Investigators also used the same model to evaluate the potential benefits of earlier diagnosis.
“Contrary to the intuitive notion that earlier diagnosis of recurrence should be advantageous, we find that CA-125-based earlier diagnosis is not expected to improve survival,” the authors wrote, “[so] our model predicts no advantage in patient survival if recurrence is detected earlier.”
Earlier diagnosis followed by prompt re-initiation of chemotherapy may deplete chemo-sensitive cells more effectively; however, it does little to affect chemo-resistant cells that have already been enriched by first-line therapy, ultimately hastening patient death.
The team also explored the potential benefit of detecting treatment-naïve tumors earlier, when it is likely that smaller, less disseminated tumors would be detected, increasing the likelihood that patients will be a candidate for complete debulking.
“Our analysis argues that earlier diagnosis of treatment-naïve cancer, with concomitant prompt intervention, can improve patient survival compared to regular diagnosis when controlled for residual cancer cell number post-surgery,” they report.
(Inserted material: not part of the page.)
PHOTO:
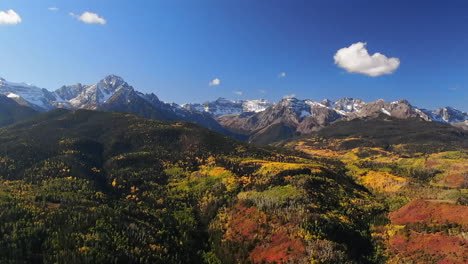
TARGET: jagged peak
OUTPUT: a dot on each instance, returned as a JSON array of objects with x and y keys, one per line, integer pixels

For PDS with complete debulking, the survival benefit with earlier diagnosis of treatment-naïve cancer could be dramatic because a lower volume and less diffuse tumor on diagnosis would increase the likelihood of surgeons being able to eradicate the disease.
In contrast, the survival benefit in patients treated with NACT with complete debulking was predicted to be limited.
“PDS that leaves minimal residual tumor is the optimal treatment strategy for patients who can tolerate the surgery and who do not have overwhelming or inaccessible disease burden at presentation,” the authors concluded. “…If debulking surgery removes all chemo-resistant cells, the PDS regimen can [also] be curative.”
- Primary debulking surgery followed by adjuvant chemotherapy is predicted to be superior to neoadjuvant chemotherapy in women with high-grade serous ovarian cancer.
- Earlier detection of primary tumor could extend ovarian cancer survival; however, earlier detection of ovarian cancer relapse is unlikely to be beneficial with current therapies, the study authors found.
Pam Harrison, Contributing Writer, BreakingMED™
The study was supported by the National Institutes of Health among others.
Neel is a co-founder, holds equity in and has received consulting feels from Navire Pharmaceuticals, Northern Biologics and Jengu Therapeutics. He has also received consulting fees from Avrinas as well as from MPM Capital and has equity in Recursion Pharma.